The Honda Foundation Provides Funding To Wheelchair Sports NSW


The Honda Foundation and Scotts Honda have donated $5,000 for the purchase of two new sports wheelchairs for Wheelchair Sports NSW’s Share a Chair Wheelchair Program.

The two new wheelchairs will be added to the fleet of sport-specific wheelchairs used by participants in games such as basketball and tennis. Participants are welcome from beginner level through to Paralympian standard.

Chairman of The Honda Foundation, Mr. Stephen Collins, commended Wheelchair Sports NSW for its work in the local community. “It’s easy to take mobility for granted. The team at Wheelchair Sports NSW provides an essential community service by enabling its members to get involved in or play their chosen sport to the best of their ability.”
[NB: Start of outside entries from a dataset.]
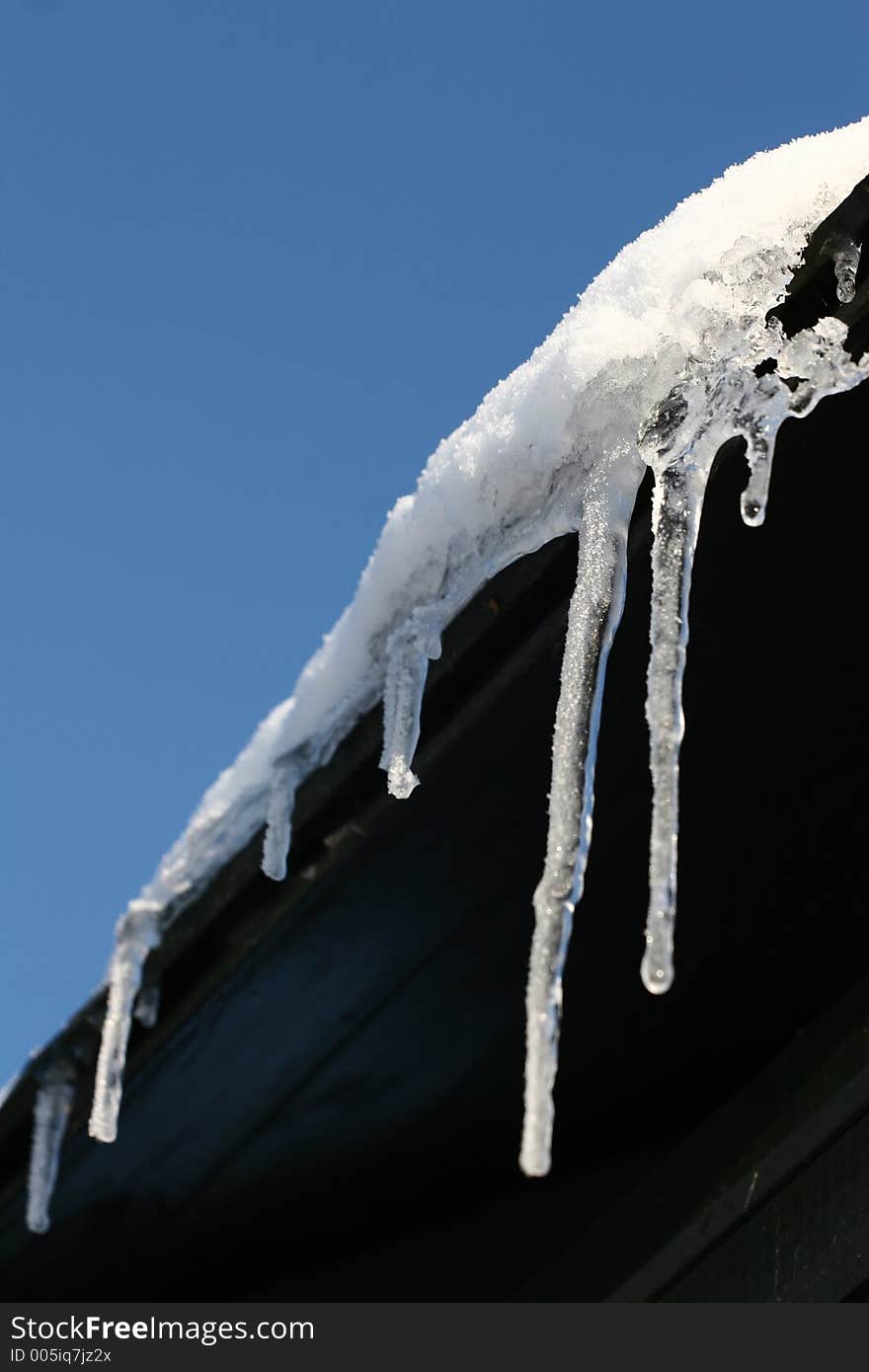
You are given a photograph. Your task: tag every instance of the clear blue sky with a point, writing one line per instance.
(256, 260)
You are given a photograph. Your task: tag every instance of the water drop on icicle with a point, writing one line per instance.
(51, 1112)
(678, 499)
(409, 650)
(752, 502)
(846, 265)
(594, 612)
(137, 933)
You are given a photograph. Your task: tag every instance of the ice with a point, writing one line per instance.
(136, 936)
(679, 313)
(147, 1006)
(278, 819)
(594, 612)
(678, 498)
(409, 650)
(846, 265)
(51, 1112)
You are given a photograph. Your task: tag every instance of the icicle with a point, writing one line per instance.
(678, 498)
(846, 264)
(51, 1112)
(147, 1005)
(408, 653)
(759, 454)
(137, 933)
(594, 612)
(278, 819)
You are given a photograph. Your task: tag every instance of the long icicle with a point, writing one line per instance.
(137, 933)
(594, 612)
(51, 1112)
(678, 499)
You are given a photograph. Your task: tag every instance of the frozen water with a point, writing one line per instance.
(678, 315)
(51, 1111)
(593, 616)
(137, 933)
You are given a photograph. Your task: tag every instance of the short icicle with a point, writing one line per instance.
(51, 1112)
(594, 612)
(846, 265)
(278, 819)
(678, 499)
(409, 650)
(137, 935)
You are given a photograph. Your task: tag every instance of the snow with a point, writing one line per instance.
(655, 364)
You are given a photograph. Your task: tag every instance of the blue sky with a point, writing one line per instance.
(257, 259)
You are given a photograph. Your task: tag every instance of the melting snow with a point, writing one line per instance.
(655, 365)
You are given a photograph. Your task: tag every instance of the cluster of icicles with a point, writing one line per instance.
(706, 407)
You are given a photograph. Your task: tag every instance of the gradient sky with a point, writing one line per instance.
(256, 260)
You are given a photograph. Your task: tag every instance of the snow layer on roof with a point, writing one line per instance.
(678, 315)
(496, 486)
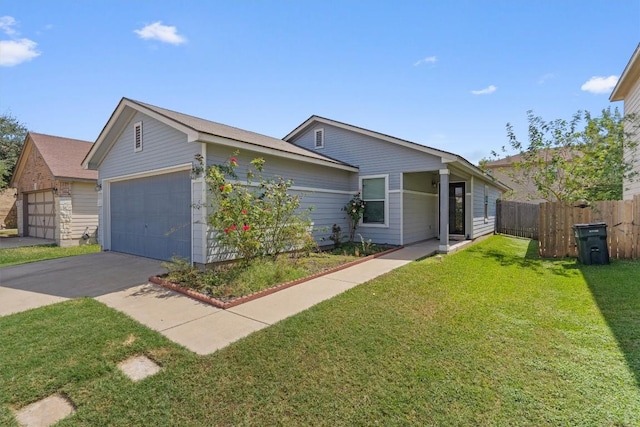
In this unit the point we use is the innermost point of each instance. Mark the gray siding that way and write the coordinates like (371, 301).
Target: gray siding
(303, 174)
(371, 155)
(420, 220)
(163, 147)
(376, 157)
(326, 211)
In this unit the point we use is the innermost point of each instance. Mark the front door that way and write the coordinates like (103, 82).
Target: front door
(456, 208)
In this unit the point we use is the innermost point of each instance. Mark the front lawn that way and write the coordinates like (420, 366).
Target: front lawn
(490, 335)
(13, 256)
(228, 281)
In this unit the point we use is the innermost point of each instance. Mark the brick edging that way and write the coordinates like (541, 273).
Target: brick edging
(246, 298)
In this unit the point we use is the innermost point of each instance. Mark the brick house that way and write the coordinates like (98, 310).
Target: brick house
(57, 198)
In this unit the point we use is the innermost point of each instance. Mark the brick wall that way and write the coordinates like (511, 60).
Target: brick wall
(35, 174)
(8, 211)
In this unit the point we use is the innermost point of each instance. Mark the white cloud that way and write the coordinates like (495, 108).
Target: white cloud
(427, 60)
(545, 78)
(486, 91)
(597, 84)
(163, 33)
(14, 52)
(6, 25)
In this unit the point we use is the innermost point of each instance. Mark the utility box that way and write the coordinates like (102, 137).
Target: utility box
(592, 243)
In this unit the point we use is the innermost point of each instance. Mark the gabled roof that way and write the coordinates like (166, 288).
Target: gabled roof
(63, 156)
(202, 130)
(446, 156)
(630, 76)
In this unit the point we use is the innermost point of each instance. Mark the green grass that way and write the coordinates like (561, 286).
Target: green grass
(488, 336)
(9, 232)
(13, 256)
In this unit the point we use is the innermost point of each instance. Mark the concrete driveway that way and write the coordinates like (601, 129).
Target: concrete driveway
(40, 283)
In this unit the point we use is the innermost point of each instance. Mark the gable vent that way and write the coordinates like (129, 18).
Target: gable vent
(137, 136)
(319, 138)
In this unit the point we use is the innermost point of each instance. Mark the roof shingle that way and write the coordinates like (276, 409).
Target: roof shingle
(64, 155)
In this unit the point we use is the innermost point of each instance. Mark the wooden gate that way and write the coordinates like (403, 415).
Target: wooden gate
(621, 216)
(517, 219)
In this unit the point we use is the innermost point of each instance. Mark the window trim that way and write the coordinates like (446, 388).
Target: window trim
(136, 126)
(386, 200)
(315, 138)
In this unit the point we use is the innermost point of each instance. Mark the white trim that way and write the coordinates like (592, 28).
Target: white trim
(315, 138)
(106, 198)
(418, 193)
(386, 200)
(272, 151)
(137, 133)
(161, 171)
(446, 157)
(401, 209)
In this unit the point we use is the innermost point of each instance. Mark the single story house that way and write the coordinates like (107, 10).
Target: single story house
(153, 203)
(628, 90)
(56, 197)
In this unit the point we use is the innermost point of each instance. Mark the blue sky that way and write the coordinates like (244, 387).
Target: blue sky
(448, 74)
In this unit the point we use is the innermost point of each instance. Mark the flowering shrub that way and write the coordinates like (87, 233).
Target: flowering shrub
(354, 209)
(254, 220)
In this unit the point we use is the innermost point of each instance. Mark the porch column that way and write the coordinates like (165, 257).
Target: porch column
(444, 211)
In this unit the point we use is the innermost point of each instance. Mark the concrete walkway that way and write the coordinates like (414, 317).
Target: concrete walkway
(204, 329)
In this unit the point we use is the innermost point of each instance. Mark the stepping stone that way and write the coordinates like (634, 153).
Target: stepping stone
(138, 367)
(45, 412)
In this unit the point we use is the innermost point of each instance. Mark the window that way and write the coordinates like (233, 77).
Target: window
(318, 138)
(374, 193)
(137, 137)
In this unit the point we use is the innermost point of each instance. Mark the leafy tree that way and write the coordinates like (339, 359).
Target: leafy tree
(255, 220)
(581, 159)
(12, 135)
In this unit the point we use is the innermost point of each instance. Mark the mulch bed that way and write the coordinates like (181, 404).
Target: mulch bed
(225, 304)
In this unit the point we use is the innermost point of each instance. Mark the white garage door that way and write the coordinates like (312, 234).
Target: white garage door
(41, 215)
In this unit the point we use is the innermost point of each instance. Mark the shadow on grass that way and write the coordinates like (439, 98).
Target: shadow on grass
(616, 290)
(531, 261)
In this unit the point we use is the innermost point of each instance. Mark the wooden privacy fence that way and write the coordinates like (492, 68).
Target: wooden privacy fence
(622, 217)
(517, 219)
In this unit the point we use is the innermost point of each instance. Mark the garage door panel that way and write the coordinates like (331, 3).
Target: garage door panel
(151, 216)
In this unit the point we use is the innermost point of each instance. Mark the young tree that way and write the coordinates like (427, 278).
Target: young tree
(12, 135)
(581, 159)
(258, 217)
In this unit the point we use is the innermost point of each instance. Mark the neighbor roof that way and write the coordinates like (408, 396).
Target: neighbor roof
(202, 130)
(63, 156)
(630, 76)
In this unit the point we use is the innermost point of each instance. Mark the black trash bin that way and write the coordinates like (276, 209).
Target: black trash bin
(592, 243)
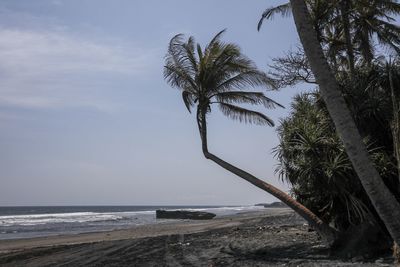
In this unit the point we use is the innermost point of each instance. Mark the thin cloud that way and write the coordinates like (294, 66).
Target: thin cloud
(50, 69)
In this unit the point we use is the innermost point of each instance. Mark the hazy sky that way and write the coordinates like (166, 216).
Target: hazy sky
(87, 119)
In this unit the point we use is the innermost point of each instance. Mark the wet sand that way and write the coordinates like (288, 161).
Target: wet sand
(274, 237)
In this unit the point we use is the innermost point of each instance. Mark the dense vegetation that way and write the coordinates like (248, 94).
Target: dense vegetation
(340, 147)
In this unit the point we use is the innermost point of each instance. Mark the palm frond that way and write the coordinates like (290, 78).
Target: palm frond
(253, 98)
(248, 78)
(284, 10)
(245, 115)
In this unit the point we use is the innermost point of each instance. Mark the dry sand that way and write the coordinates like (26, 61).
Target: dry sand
(274, 237)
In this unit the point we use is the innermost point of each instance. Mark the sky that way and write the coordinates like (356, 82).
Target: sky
(86, 117)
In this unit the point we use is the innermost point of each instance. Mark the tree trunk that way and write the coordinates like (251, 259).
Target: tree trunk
(344, 11)
(395, 125)
(327, 232)
(384, 202)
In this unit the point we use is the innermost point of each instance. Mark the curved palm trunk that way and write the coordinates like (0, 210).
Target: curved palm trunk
(384, 202)
(395, 126)
(344, 10)
(327, 232)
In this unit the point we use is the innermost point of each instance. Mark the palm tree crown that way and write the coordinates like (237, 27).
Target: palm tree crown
(220, 74)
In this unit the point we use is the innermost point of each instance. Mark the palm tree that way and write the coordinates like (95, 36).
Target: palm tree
(384, 202)
(358, 25)
(220, 74)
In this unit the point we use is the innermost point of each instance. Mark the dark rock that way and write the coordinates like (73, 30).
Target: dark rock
(275, 205)
(184, 214)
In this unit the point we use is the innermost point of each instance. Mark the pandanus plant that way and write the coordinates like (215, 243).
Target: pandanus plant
(221, 75)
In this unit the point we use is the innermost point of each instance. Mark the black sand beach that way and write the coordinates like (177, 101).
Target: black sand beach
(276, 237)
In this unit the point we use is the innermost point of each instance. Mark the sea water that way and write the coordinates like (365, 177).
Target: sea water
(26, 222)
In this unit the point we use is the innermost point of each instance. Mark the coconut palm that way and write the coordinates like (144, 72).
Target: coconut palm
(221, 75)
(384, 202)
(357, 24)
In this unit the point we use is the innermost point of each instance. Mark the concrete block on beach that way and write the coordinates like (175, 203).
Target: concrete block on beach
(184, 214)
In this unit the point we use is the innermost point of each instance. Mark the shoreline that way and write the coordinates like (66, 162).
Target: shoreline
(274, 237)
(139, 231)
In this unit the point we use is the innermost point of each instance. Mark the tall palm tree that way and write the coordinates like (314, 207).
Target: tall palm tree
(359, 24)
(384, 202)
(220, 74)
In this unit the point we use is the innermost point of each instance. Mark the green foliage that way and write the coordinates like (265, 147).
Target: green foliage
(220, 74)
(313, 160)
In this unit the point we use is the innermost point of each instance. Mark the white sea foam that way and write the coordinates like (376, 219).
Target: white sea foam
(74, 217)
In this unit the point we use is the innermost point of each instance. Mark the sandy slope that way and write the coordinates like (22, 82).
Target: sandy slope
(276, 237)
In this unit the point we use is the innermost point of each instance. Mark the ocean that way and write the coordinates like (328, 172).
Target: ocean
(27, 222)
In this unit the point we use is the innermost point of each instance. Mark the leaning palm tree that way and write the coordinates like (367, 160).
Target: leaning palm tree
(220, 74)
(382, 199)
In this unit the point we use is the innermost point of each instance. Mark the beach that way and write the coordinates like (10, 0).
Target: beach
(273, 237)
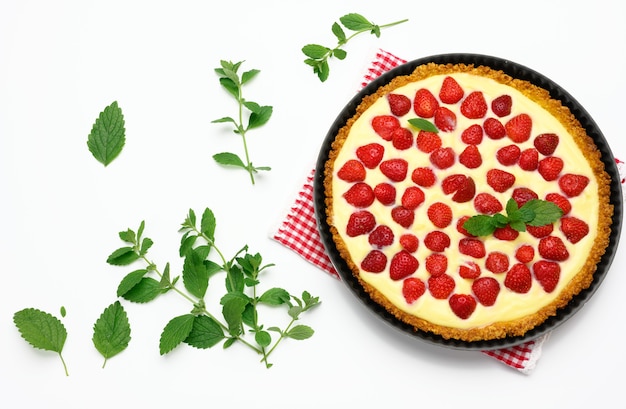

Wheelchair Sports NSW runs programs that cater for people with disabilities ranging from spinal cord injury, spina bifida, amputation, paraplegia, quadriplegia to other similar disabling conditions. It also provides wheelchairs, facilities, financial assistance and support staff to its 600 plus members that range in age from eight years old to 80 years young. 

“Wheelchairs are the ‘legs’ of our organisation,” said Mr. Jim O’Brien, CEO Wheelchair Sports NSW.  “They provide the opportunities for those with a severe disability to participate in sport and enjoy its many benefits. We can’t get enough of these generic sports wheelchairs that usher our novice members into the inclusive world of sport.  We are therefore very grateful to The Honda Foundation for providing funding for wheelchairs in order to help keep our wheels rolling.”

The Honda Foundation aims to provide assistance to local communities and foster goodwill among Honda Australia, Honda Motor Vehicle Dealers and the public. It draws funding from Honda Dealers and Honda Australia. The Foundation’s Honda Heroes loan vehicle program supports charitable organisations through a fleet of loan vehicles, assisting with activities for the disadvantaged, disabled or those suffering from illness.